Posted on Monday, April 30, 2007 at 06:15AM by Registered CommenterJ. Robert Brown | CommentsPost a Comment

It has been a bad couple of weeks for opponents of SOX. 

Last week, the Dow Jones Average surged over 13,000, setting a record three days in a row.  This is a long way from the dot com low Dow fell  to 7286.27 on October 9, 2002.  The reasons for the record highs?  SOX no doubt played a role by allaying investor concerns about dodgy financial statements.  The level of credit, however, is impossible to determine.  Still, for those opposed to the Act, this is a tough fact to swallow.

Similarly, on Tuesday, the US Senate rejected, by a vote of 62-35, an attempt to add an amendment to some nondescript legislation (The sponsor, Senator DeMint, tried to add it to America Creating Opportunities to Meaningfully Promote Excellence in Technology, Education, and Science Act, S. 761) to make Section 404 optional for companies with a market value of less than $700 million.  The text of the amendment is here.  The breakdown of the vote?  One democrat favored the amendment (Landrieu, D-LA)  while 13 republicans voted against it (McCain did not vote).  

For critics of SOX, this is bad news.  In adopting SOX, Congress largely rejected the view that corporate law was a race to the top and that corporations were best envisioned as a nexus of contracts, two views that prevail among corporate law faculty.  My article discusses the rejection of these views as one explanation for the often shrill attacks made on SOX.  Opponents have largely been reduced to criticism of Section 404 and the costs associated with implementation (often by overstating the costs and understating the benefits of the provision).  The vote on Tuesday shows that there is little interest in Congress to change even this one provision.

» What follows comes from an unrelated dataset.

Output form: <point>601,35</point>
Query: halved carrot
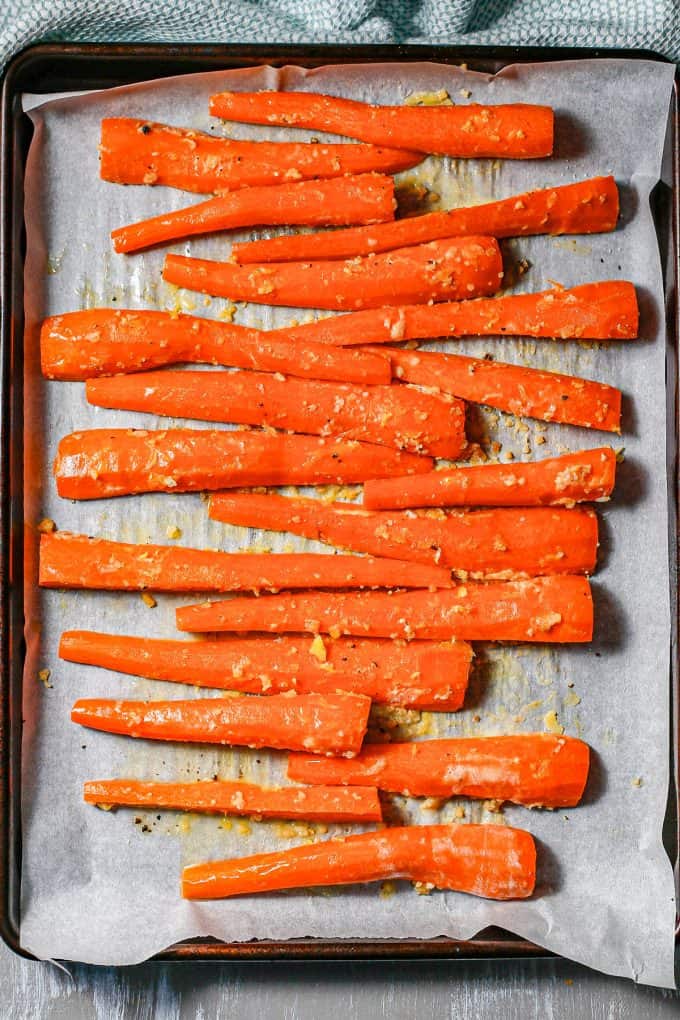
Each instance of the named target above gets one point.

Finally, in a topic that we will address shortly, the House of Representatives late last week overwhelmingly passed the Shareholder Vote on Executive Compensation Act, H.R. 1257. The Act would amend Section 14 of the Exchange Act to require a “separate shareholder vote to approve the compensation of executives,” although the vote would “not be binding on the corporation”.  While not directly related to SOX, it represents yet another effort by Congress to insert the Securities and Exchange Commission more deeply into the substance of corporate governance.  For an essay on the SEC's role in the governance process, go here.  There would be no reason to do this if Congress saw the evolution of state law as a race to the top.  The vote, therefore, represents another instance of rejection of the nexus of contracts approach to corporations, the reigning view within the corporate law academic community, and an acceptance of the evolution of corporate law as a race to the bottom.  This is not the first time Congress had done this.  Congress took the same positions when it adopted SOX.  Go here for more on that subject.   

As our series of posts on the responsibility of Delaware for SOX shows, the best way to prevent further federal intervention into the corporate governance process is to encourage states to strengthen fiduciary obligations.  Critics of SOX do the opposite.